Dan justru karena kelebihannya dalam penguasaan musik tradisi membuat dia kelak
berbeda dengan penganut new music lainnya.
Setelah
merasa cukup puas bergelut dengan musik tradisi, Yudane pun mencoba merambah
musik elektro-akustik yang merupakan bagian dari aliran new music. Sesungguhnya,
keinginannya mendalami musik yang memanfaatkan kecanggihan teknologi komputer
itu telah lama terbit dalam hatinya. Namun apa daya, keinginan hanya sebatas
keinginan. Ia belum memiliki perangkat komputer sebagai salah satu elemen
penting dalam musik elektro-akustik itu. Impiannya baru bisa terwujud pada
tahun 1995 ketika ia berhasil membeli
seperangkat komputer canggih dari hasil menjual mobil bekasnya. Kemudian
sedikit demi sedikit ia mulai mempelajari aplikasi program (software) musik, yang ternyata
memanjakan pemusik untuk menciptakan komposisi musik elektro-akustik yang penuh
dengan berbagai kemungkinan.
Ketekunan Yudane mendalami musik
elektro-akustik membuahkan hasil berupa komposisi pertamanya yang terangkum
dalam album "Laughing Water". Kesuksesan album ini membuka jalan baru
baginya untuk mengukuhkan eksistensinya di dunia new music. Tawaran pun
berdatangan. Ia pernah diminta menggarap komposisi soundtrack film, karya seni instalasi, teater maupun konser yang
digelar di banyak event bergengsi di beberapa negara.
Tawaran
kolaborasi juga berdatangan dari para pemusik kondang dunia. Ia pernah
berkolaborasi dengan Alex Grillo asal Perancis dan tampil dalam Konser Musik
untuk Reformasi di Yogyakarta tahun 1998. Masih pada tahun yang sama, ia
menghadiri "Kemah Komponis" dan "Temu Musik September" di
Surakarta, Jawa Tengah. Pada tahun 1999 dan 2000, ia tampil di Jakarta dalam
"Konser Mahaswara" bersama 6 komposer Indonesia dan Francois Picard
asal Perancis.
Permulaan
tahun 2000, Yudane berkolaborasi dengan pemusik jazz Paul Grabowsky di
Melbourne, Australia, untuk menggarap soundtrack
The Theft of Sita. Garapan ini ditampilkan dalam berbagai festival seperti
Adelaide Festival, The Theater Formen Festival di Hanover, dan banyak lagi.

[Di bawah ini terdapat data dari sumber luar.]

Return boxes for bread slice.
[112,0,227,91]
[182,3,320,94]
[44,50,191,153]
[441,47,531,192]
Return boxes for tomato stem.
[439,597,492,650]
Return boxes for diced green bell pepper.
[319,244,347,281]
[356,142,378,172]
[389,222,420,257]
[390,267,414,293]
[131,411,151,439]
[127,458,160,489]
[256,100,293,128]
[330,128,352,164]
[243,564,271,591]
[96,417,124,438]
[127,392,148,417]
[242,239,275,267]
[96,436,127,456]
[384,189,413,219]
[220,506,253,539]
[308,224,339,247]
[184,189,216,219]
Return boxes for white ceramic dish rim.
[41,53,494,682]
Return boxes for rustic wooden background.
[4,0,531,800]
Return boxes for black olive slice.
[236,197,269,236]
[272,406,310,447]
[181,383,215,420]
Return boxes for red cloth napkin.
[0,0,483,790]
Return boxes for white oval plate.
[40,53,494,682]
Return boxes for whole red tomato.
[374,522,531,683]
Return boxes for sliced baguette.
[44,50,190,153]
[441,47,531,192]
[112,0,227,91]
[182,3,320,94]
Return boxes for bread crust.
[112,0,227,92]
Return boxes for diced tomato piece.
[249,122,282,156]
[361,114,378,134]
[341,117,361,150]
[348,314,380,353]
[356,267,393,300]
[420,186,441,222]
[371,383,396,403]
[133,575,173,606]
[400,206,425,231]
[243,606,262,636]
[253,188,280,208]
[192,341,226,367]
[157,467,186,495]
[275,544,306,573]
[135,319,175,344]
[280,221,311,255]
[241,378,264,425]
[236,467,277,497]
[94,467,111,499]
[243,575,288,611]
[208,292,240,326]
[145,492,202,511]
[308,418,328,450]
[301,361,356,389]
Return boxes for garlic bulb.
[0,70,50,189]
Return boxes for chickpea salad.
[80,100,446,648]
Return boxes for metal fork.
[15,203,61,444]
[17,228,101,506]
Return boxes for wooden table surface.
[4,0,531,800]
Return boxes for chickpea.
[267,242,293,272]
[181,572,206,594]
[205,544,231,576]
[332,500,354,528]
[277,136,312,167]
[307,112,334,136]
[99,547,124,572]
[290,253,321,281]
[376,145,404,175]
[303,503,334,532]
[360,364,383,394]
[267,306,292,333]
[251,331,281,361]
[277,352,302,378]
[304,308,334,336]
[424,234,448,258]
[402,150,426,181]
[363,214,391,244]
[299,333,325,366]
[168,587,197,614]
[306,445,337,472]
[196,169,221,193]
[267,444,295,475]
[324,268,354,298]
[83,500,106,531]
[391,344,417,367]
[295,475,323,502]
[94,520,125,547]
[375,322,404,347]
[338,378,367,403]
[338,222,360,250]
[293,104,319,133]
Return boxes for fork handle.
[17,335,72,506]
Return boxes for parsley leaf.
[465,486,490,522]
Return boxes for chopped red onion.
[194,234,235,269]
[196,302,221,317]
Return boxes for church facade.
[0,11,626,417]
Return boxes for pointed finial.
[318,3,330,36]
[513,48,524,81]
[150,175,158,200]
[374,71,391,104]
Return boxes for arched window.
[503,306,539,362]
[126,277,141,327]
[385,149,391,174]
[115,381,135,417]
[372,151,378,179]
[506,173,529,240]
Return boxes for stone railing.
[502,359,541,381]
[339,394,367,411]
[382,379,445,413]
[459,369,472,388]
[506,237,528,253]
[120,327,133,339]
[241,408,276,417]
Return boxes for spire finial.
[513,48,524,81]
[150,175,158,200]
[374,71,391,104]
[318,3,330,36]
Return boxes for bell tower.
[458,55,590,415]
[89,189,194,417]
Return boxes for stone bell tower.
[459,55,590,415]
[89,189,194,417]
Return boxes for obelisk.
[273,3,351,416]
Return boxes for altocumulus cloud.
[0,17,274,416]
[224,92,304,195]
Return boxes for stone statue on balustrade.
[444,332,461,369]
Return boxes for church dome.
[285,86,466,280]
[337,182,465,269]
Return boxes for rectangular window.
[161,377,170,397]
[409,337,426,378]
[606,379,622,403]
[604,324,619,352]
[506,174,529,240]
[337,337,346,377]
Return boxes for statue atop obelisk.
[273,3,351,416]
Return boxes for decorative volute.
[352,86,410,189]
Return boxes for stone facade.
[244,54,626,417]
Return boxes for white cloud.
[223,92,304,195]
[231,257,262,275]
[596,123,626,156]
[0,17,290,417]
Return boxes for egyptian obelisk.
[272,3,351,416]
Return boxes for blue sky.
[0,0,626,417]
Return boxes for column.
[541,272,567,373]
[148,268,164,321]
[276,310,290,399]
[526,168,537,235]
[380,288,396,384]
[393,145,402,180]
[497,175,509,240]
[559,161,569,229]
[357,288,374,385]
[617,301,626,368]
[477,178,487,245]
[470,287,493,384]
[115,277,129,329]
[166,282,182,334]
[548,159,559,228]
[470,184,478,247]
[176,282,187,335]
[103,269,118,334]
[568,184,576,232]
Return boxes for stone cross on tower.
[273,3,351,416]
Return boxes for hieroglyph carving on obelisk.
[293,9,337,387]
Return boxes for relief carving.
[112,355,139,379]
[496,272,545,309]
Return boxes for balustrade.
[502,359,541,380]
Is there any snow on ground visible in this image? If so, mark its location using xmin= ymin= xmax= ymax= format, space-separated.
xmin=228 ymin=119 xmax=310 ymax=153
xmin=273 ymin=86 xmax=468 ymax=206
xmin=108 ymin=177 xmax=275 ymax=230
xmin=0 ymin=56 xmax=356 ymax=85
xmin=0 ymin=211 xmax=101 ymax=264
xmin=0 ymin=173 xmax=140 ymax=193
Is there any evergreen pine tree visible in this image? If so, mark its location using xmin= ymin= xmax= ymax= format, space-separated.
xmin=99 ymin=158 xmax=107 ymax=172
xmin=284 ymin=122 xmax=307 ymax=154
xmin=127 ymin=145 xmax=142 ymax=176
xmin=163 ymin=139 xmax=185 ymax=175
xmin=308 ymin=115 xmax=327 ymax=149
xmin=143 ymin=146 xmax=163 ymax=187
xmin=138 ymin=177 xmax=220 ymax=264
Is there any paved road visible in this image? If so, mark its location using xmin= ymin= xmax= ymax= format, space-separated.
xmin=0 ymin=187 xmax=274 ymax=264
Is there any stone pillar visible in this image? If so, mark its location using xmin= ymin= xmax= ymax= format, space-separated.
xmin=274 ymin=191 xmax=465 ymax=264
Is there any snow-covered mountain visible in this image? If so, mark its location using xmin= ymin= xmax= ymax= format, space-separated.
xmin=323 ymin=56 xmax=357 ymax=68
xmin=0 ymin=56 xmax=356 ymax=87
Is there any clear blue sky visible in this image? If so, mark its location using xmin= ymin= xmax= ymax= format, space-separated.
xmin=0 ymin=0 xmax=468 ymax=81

Ketika tinggal di Melbourne itu ia kerap diundang sebagai Disc Jockey (DJ) di klub-klub malam. Kesempatan ini secara tidak
langsung digunakan untuk mempromosikan garapan musiknya dengan menyelipkan
diantara piringan musik yang sedang diputar. Ternyata sambutan terhadap
komposisi musiknya sungguh di luar dugaan. Audiens sangat antusias mendengar
garapannya karena merasa aneh di dengar oleh kuping mereka.
Yudane
juga pernah berkolaborasi dengan Cristopher dan Patrick Dasen dari Swiss ketika
menggarap "Bali Bioskop". Soundtrack
elektronik untuk pertunjukan wayang kulit ini berhasil mengguncang panggung La Batie Festival di Genewa, Swiss dan Botanigue Festival di Brussel, September
2000. Hasil kolaborasi ini mendapat sambutan luar biasa karena menampilkan
sebuah komposisi yang 'unik' di kuping para pendengarnya. Berangkat dari
kesuksesan kolaborasi ini, ia kemudian sering mendapat undangan untuk mengikuti
berbagai festival new music.
"Bagiku,
kolaborasi sangat penting untuk terus mengasah kemampuan, saling melengkapi dan
secara tidak langsung belajar pada lawan main kita. Ini penting untuk
meningkatkan kualitas diri," ujar suami dari Robi M. Wellwood, asal New
Zaeland.
Namun,
yang paling membuatnya bangga tentu saja penghargaan Creative Excellence dari Australian
The Age Critic dan penghargaan Best
Music Score dari Australian
Entertainment Industry Association; keduanya pada tahun 2001. Selain itu,
Yudane merupakan komposer Asia pertama yang diundang menggarap sebuah komposisi
radiophonic untuk Radio New Zealand,
berjudul "Crossroads". Dan pada Juli 2003 nanti ia diundang membuat instalasi bunyi
yang akan ditampilkan pada Binale Brisbane. Sejak tahun 2000, Yudane
berkesempatan menjadi Artist-in-residence
di School of Music, Victoria University of Wellington, New Zealand.
*
* *
Mengenai
musik elektro-akustik yang digelutinya, Yudane memaparkan bahwa konsep kunci
musik elektro-akustik terletak pada penyusunan dan penyajian bunyi yang
bersumber pada elektronik dan akustik. Pada saat pementasan, biasanya sumber
bunyi akustik didekatkan pada mikrofon yang kemudian diolah dalam komputer.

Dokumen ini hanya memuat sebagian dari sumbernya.